Published by Samuel Huckins on 26 Jul 2007 at 07:51 pm
Notes on “Zoological Philosophy”
Notes on Zoological Philosophy, by J.B. Lamarck-
Chapter 7-
- Concerning the influence exerted by the environment on the various living bodies exposed to it. It is in all times and places operative on living bodies.
- The state in which we find any animal is, on the one hand, the result of the increasing complexity of organisation tending to form a regular gradation; and, on the other hand, of the influence of a multitude of very various conditions ever tending to destroy the regularity in the gradation of the increasing complexity of organisation.
- It is only by an inspection of ancient monuments that he becomes convinced that in each of these localities the order of things which he now finds has not always been existent; he may thence infer that it will go on changing.
- First Law of Nature:
- In animals not past the limit of development, more use of an organ strengthens and develops that organ, while disuse weakens the organ until it disappears.
- Second Law of Nature:
- All acquisitions or losses wrought by nature on individuals are preserved by reproduction to the new individuals which arise.
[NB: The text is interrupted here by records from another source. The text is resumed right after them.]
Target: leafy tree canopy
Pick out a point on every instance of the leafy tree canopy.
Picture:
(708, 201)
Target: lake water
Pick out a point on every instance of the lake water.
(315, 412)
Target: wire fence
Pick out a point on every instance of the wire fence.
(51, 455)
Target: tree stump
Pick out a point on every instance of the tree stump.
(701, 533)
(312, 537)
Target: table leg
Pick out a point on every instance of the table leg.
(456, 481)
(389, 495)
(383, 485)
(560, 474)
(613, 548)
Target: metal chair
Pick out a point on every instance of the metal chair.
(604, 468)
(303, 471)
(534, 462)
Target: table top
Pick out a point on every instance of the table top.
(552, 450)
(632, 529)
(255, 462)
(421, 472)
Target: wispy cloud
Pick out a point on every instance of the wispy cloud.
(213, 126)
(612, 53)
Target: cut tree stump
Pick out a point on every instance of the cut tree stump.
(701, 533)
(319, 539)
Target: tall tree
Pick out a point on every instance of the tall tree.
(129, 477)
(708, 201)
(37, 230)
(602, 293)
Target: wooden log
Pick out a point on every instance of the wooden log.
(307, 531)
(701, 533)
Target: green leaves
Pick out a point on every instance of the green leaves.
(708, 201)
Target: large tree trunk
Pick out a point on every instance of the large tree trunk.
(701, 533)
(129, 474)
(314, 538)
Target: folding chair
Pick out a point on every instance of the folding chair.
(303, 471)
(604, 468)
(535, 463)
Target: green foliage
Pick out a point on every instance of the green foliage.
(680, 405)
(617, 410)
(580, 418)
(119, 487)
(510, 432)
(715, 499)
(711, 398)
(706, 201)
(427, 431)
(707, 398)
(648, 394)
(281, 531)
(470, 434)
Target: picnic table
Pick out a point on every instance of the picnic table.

- If an environment were constant, Lamarck would say that no changes would occur within species, while Darwin would say it would be possible for these changes to occur. Darwin proposes that random changes occur, and, if beneficial, spread. Thus there never is a constant species, even if the environment were fixed.
- Lamarck’s problem seems to be that he is very unclear about distinguishing the individual and the species. Changes occurring to one may not pass to the other and vice versa.
- Habits form a second nature.
- Mammals are the most perfect animals.
- When the will guides an animal to any action, the organs which have to carry out that action are immediately stimulated to it by the influx of subtle fluids (the nervous fluid).
- Is there any limit to the developmental space of biological possibility?
- Nature in creating of animals, foresaw all the possible kinds of environment in which they would have to live, and endowed each species with a fixed organisation and with a definite and invariable shape.
- Nature has produced all the species of animals in succession, beginning with the most imperfect or simplest, and ending her work with the most perfect, so as to create a gradually increasing complexity in their organisation.